Exploit del puente de CrossCurve de $3M: Cómo una validación faltante drenó un protocolo multi-cadena en minutos
Tomó menos de una hora. El 31 de enero de 2026, un atacante descubrió que una sola función de contrato inteligente en la infraestructura de puente de CrossCurve carecía de una verificación de validación crítica — y drenó sistemáticamente $ 3 millones a través de Ethereum, Arbitrum y otras redes antes de que nadie pudiera reaccionar. Sin sofisticados ataques de día cero. Sin compromiso de claves internas. Solo un mensaje fabricado y una llamada a una función que cualquiera en la blockchain podría realizar.
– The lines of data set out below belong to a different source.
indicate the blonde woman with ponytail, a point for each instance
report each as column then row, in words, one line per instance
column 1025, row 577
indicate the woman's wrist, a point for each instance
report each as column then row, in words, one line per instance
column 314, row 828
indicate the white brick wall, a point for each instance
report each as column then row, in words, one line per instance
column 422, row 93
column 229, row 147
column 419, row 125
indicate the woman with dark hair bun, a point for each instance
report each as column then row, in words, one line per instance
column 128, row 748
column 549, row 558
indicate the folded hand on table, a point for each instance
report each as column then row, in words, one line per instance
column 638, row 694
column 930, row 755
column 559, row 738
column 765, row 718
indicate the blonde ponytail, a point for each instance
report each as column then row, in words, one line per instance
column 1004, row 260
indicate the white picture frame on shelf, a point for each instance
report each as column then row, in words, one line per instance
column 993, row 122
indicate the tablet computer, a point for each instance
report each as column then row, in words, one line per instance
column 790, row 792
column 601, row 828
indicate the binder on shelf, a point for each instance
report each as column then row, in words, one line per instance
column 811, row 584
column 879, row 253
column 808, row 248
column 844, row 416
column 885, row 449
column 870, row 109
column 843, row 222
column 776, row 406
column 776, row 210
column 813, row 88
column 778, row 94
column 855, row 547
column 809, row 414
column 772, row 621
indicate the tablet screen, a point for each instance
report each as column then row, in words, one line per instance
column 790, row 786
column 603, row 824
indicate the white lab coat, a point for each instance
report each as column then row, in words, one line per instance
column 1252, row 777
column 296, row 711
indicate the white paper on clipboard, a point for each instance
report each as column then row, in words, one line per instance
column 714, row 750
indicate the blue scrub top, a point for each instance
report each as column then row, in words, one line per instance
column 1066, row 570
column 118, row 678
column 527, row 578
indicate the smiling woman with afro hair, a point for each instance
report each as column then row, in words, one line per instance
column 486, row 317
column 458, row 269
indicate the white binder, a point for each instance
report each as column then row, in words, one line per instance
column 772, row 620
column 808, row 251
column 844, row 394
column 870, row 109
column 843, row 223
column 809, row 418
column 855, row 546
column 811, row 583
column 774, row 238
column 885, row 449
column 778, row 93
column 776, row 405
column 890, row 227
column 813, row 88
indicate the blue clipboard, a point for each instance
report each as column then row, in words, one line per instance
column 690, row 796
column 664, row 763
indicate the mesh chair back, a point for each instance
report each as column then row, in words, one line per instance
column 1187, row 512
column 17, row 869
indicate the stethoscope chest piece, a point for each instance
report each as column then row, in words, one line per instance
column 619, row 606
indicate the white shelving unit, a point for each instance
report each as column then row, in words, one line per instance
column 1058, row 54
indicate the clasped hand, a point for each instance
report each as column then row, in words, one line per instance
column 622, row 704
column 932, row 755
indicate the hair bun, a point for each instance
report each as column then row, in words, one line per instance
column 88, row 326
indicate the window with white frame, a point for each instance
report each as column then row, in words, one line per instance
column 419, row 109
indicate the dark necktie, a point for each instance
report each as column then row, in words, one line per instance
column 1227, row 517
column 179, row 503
El incidente de CrossCurve es un crudo recordatorio de que los puentes cross-chain siguen siendo la superficie de ataque más peligrosa en las finanzas descentralizadas — y que incluso los protocolos que presumen de arquitecturas de seguridad de múltiples capas pueden colapsar cuando un solo contrato falla.
¿Qué es CrossCurve?
CrossCurve, anteriormente conocido como EYWA, es un protocolo de liquidez cross-chain descentralizado diseñado para mover activos de manera fluida entre blockchains. A diferencia de los puentes de tokens simples, CrossCurve se integra con múltiples sistemas de verificación independientes — Axelar, LayerZero y su red propietaria EYWA Oracle Network — para crear lo que describe como una "arquitectura de puente de consenso de múltiples capas".
Los contratos inteligentes PortalV2 del protocolo gestionan los bloqueos y desbloqueos de tokens en las cadenas compatibles, mientras que las capas de mensajería como el General Message Passing (GMP) de Axelar se encargan de la comunicación cross-chain. En teoría, esta redundancia debería prevenir el tipo de exploits de punto único de falla que han plagado a los puentes desde 2022.
En la práctica, una función pasada por alto fue todo lo que se necesitó.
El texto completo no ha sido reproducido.